Le secrétaire général de l’Organisation des pays exportateurs de pétrole (Opep) a demandé « en urgence » à ses 23 pays membres ou associés de « rejeter proactivement » tout accord ciblant les énergies fossiles dans les négociations climatiques à la COP28 de Dubaï, fait savoir l’AFP.
L’OPEP craint pour son avenir et son portefeuille. Dans une lettre datée de mercredi, le secrétaire général Haitham al-Ghais « presse » ses 13 membres et leurs délégations à la COP28 de « rejeter proactivement tout texte ou toute formulation qui cible l’énergie, c’est-à-dire les combustibles fossiles, plutôt que les émissions » de gaz à effet de serre. « Il semble que la pression excessive et disproportionnée exercée sur les combustibles fossiles pourrait atteindre un point de basculement aux conséquences irréversibles, car le projet de décision contient encore des options sur l’élimination progressive des combustibles fossiles », affirme Haitham al-Ghais. Il dit écrire « avec un sentiment d’extrême urgence ».
L’Irak a déclaré « soutenir » le point de vue du chef de l’Opep. La ministre espagnole de la Transition écologique a pour sa part dénoncé samedi la position « répugnante » de l’Opep. La ministre de la transition énergétique Agnès Pannier-Runnacher a déclaré dans la foulée ce samedi matin : « Je suis stupéfaite de ces déclarations de l’OPEP. Et je suis en colère. […] La position de l’OPEP met en péril les pays les plus vulnérables et les populations les plus pauvres qui sont les premières victimes de cette situation. Je compte sur la présidence de la COP pour ne pas se laisser impressionner par ces déclarations et pour porter un accord qui affirme un objectif clair de de sortie des énergies fossiles. »
Sortir des énergies fossiles ? Les options à l’étude
Dans le cadre des négociations autour du Bilan mondial de l’Accord de Paris, l’avenir des énergies fossiles se joue.
Cinq formules s’affrontent dans la version du texte rendue publique ce vendredi 8 décembre :
1 – La sortie des combustibles fossiles conformément aux meilleures données scientifiques disponibles [sans préciser quelle est cette science].
2 – Sortir progressivement des combustibles fossiles conformément aux meilleures données scientifiques disponibles, les trajectoires +1.5°C du GIEC, et aux principes et dispositions de l’accord de Paris.

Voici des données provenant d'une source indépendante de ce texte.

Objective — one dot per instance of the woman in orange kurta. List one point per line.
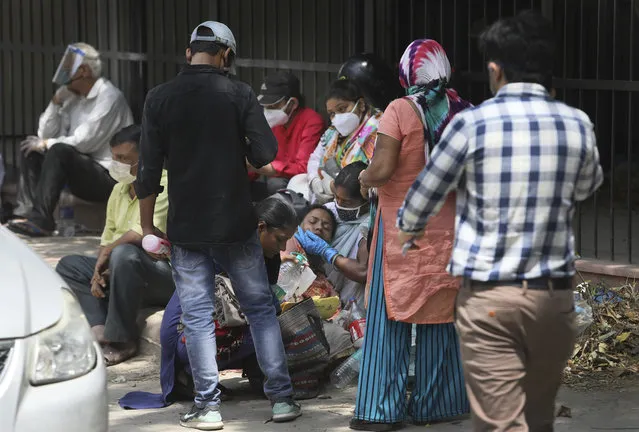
(413, 288)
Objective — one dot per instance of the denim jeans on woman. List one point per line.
(194, 275)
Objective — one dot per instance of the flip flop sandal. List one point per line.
(28, 228)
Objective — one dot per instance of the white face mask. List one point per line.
(121, 172)
(277, 117)
(346, 123)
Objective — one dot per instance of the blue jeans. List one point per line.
(194, 275)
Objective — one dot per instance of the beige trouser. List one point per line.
(515, 342)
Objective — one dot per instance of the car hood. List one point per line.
(30, 291)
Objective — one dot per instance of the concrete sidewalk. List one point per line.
(614, 409)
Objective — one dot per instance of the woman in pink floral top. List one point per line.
(350, 138)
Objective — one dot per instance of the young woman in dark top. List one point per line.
(277, 224)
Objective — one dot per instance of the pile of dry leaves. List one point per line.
(611, 342)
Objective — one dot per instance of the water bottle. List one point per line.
(290, 276)
(356, 323)
(413, 351)
(156, 245)
(66, 224)
(347, 372)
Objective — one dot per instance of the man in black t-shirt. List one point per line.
(204, 126)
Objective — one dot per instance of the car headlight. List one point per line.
(64, 351)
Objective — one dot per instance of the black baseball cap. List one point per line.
(279, 86)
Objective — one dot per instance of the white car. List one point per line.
(52, 376)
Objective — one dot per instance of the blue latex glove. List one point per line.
(315, 245)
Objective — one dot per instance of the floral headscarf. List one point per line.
(424, 71)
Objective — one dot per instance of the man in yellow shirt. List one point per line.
(112, 287)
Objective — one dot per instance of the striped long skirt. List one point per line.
(439, 391)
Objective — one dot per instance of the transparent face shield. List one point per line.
(71, 61)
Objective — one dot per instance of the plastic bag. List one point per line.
(584, 314)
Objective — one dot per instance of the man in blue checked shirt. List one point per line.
(519, 162)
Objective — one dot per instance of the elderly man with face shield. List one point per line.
(112, 286)
(72, 144)
(296, 128)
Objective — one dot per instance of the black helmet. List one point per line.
(373, 75)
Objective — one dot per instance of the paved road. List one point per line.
(610, 410)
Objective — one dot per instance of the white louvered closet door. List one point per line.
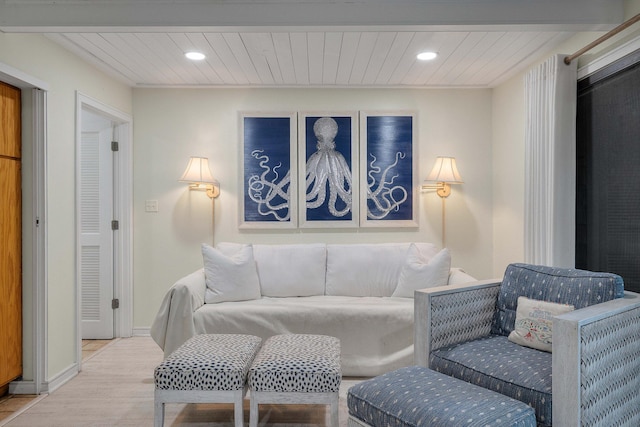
(96, 235)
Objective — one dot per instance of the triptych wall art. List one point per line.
(319, 169)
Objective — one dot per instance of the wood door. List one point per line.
(11, 236)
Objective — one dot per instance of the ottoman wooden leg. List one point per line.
(334, 410)
(253, 410)
(238, 408)
(158, 413)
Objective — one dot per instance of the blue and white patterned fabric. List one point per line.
(579, 288)
(208, 362)
(297, 363)
(418, 396)
(500, 365)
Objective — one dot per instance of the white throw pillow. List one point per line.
(534, 323)
(419, 273)
(230, 277)
(291, 270)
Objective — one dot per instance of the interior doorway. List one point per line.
(103, 244)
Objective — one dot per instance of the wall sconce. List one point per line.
(199, 177)
(444, 173)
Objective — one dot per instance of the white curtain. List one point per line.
(550, 163)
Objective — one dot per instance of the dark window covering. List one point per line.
(608, 171)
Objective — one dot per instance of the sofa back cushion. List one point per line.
(368, 269)
(579, 288)
(291, 270)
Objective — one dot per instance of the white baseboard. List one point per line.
(60, 379)
(29, 386)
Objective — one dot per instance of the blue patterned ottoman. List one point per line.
(208, 368)
(418, 396)
(296, 368)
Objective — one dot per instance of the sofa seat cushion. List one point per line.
(500, 365)
(376, 333)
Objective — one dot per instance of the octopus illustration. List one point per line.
(328, 166)
(327, 173)
(271, 196)
(385, 197)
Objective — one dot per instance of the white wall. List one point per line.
(171, 125)
(65, 73)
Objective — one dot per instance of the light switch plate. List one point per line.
(151, 206)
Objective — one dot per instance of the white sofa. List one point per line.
(359, 293)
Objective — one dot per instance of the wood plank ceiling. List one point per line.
(349, 58)
(319, 43)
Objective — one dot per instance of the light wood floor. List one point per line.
(116, 388)
(10, 404)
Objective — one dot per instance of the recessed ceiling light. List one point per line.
(196, 56)
(427, 56)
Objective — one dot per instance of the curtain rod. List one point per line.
(624, 25)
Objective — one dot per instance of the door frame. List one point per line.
(34, 255)
(122, 204)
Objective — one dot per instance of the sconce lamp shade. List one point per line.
(199, 177)
(445, 170)
(198, 171)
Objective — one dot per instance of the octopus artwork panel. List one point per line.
(328, 170)
(269, 170)
(388, 158)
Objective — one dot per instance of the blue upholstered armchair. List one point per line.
(462, 331)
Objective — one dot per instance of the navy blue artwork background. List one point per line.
(387, 135)
(271, 135)
(343, 145)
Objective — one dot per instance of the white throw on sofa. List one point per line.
(359, 293)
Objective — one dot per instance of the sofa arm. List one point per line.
(447, 315)
(596, 365)
(173, 324)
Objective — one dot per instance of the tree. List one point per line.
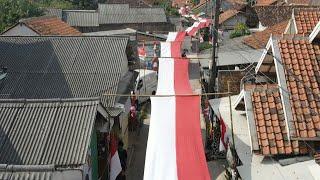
(13, 10)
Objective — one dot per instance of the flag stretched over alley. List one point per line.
(175, 150)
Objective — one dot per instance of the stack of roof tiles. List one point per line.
(302, 71)
(270, 123)
(306, 19)
(47, 25)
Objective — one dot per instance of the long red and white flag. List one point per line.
(172, 47)
(223, 129)
(142, 52)
(175, 149)
(115, 164)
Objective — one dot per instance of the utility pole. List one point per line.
(213, 70)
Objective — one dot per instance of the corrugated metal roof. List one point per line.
(38, 172)
(122, 13)
(54, 12)
(62, 67)
(43, 132)
(81, 18)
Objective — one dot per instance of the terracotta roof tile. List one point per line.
(271, 126)
(48, 25)
(299, 2)
(259, 40)
(306, 19)
(304, 103)
(227, 15)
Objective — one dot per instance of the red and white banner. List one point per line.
(142, 52)
(224, 138)
(115, 164)
(172, 47)
(175, 150)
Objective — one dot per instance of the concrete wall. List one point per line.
(20, 30)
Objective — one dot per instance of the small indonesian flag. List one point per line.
(142, 52)
(115, 164)
(223, 128)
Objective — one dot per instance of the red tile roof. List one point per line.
(227, 15)
(270, 122)
(302, 71)
(306, 19)
(48, 25)
(259, 40)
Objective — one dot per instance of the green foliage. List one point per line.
(204, 45)
(59, 4)
(240, 30)
(166, 5)
(13, 10)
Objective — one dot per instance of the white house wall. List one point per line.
(20, 30)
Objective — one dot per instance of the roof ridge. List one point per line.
(25, 20)
(50, 100)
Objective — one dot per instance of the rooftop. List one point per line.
(265, 2)
(260, 39)
(50, 25)
(62, 67)
(123, 13)
(269, 119)
(306, 19)
(47, 131)
(227, 15)
(300, 59)
(257, 166)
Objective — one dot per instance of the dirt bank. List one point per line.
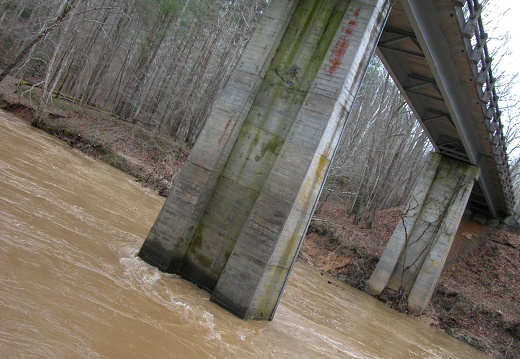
(477, 299)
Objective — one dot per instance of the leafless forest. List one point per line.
(162, 63)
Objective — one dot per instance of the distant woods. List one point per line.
(159, 62)
(162, 63)
(382, 151)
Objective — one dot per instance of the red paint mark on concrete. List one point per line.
(225, 135)
(341, 46)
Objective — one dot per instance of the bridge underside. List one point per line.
(238, 211)
(435, 52)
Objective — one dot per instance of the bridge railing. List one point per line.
(473, 29)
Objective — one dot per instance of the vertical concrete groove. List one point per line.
(414, 257)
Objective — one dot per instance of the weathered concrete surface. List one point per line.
(237, 213)
(414, 257)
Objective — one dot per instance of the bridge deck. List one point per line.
(435, 51)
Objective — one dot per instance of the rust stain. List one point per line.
(341, 46)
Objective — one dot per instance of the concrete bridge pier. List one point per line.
(237, 213)
(414, 257)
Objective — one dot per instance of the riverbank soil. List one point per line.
(477, 299)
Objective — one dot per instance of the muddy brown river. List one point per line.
(72, 286)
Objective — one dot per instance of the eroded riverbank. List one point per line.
(72, 286)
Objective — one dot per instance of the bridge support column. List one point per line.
(238, 210)
(414, 257)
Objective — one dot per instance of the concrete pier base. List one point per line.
(238, 210)
(414, 257)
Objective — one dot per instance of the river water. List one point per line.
(72, 286)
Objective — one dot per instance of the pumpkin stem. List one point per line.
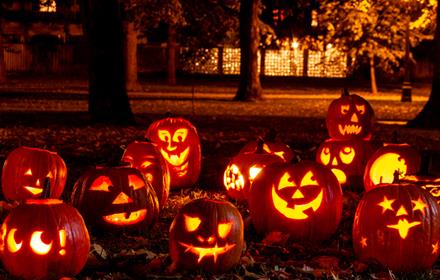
(46, 189)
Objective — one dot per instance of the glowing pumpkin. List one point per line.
(208, 235)
(277, 148)
(43, 239)
(304, 200)
(145, 157)
(387, 160)
(399, 226)
(179, 144)
(242, 170)
(115, 199)
(350, 117)
(347, 160)
(26, 170)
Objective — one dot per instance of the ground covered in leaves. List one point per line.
(301, 125)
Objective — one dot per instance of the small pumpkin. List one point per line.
(145, 157)
(303, 200)
(347, 160)
(26, 170)
(208, 235)
(42, 239)
(387, 160)
(179, 144)
(398, 225)
(115, 199)
(350, 116)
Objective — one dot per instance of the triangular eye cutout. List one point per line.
(309, 179)
(102, 183)
(135, 182)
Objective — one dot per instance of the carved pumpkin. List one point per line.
(208, 235)
(145, 157)
(347, 160)
(115, 198)
(26, 170)
(349, 117)
(389, 159)
(399, 226)
(277, 148)
(43, 239)
(242, 170)
(179, 144)
(304, 200)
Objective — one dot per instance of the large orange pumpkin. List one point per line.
(26, 171)
(399, 226)
(44, 239)
(206, 235)
(303, 200)
(145, 157)
(179, 144)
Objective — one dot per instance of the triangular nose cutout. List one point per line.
(354, 118)
(122, 198)
(401, 212)
(298, 194)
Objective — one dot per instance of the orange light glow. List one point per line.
(206, 252)
(192, 223)
(224, 229)
(37, 245)
(13, 246)
(383, 168)
(403, 226)
(122, 219)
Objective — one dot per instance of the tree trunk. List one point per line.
(249, 88)
(132, 82)
(171, 47)
(108, 100)
(430, 115)
(373, 75)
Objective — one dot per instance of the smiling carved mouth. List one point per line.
(350, 129)
(206, 252)
(121, 219)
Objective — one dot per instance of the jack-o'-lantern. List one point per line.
(26, 171)
(303, 200)
(383, 164)
(347, 160)
(145, 157)
(206, 234)
(349, 117)
(179, 144)
(399, 226)
(277, 148)
(44, 239)
(242, 170)
(115, 199)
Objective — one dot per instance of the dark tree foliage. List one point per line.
(429, 117)
(108, 99)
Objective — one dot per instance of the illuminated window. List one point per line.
(48, 6)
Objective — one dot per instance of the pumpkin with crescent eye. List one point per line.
(277, 148)
(303, 200)
(44, 239)
(145, 157)
(398, 225)
(349, 117)
(26, 170)
(242, 170)
(347, 160)
(208, 235)
(387, 160)
(179, 144)
(115, 199)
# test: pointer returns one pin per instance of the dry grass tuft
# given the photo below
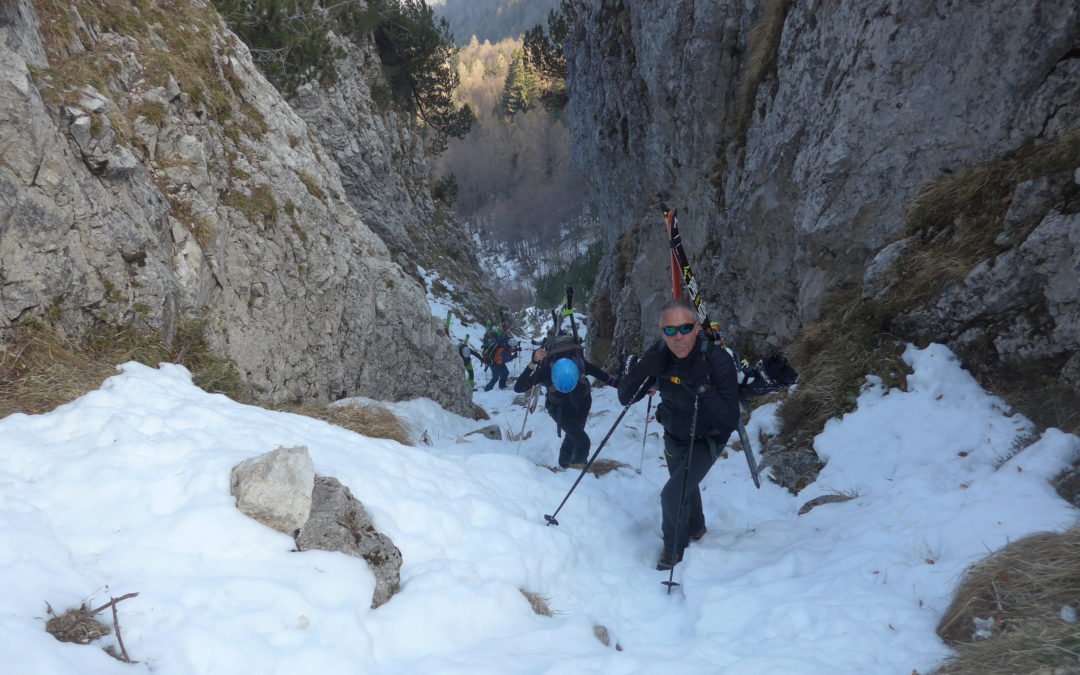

3 – La sortie des combustibles fossiles sans dispositif de captage et de stockage de carbone, un pic de consommation d’ici 2030, le secteur énergétique étant « majoritairement » exempt de combustibles fossiles bien avant 2050.
4 – Sortir progressivement des combustibles fossiles sans dispositif de captage et de stockage de carbone afin d’atteindre zéro émissions nettes de CO2 dans les systèmes énergétiques d’ici 2050
5 – Pas de mention dans le texte final.
Cela est pour déplaire à l’OPEP. « Bien que les pays membres » et leurs associés « prennent au sérieux le changement climatique (…), il serait inacceptable que des campagnes aux motivations politiques mettent en danger la prospérité et l’avenir de nos peuples », poursuit le courrier.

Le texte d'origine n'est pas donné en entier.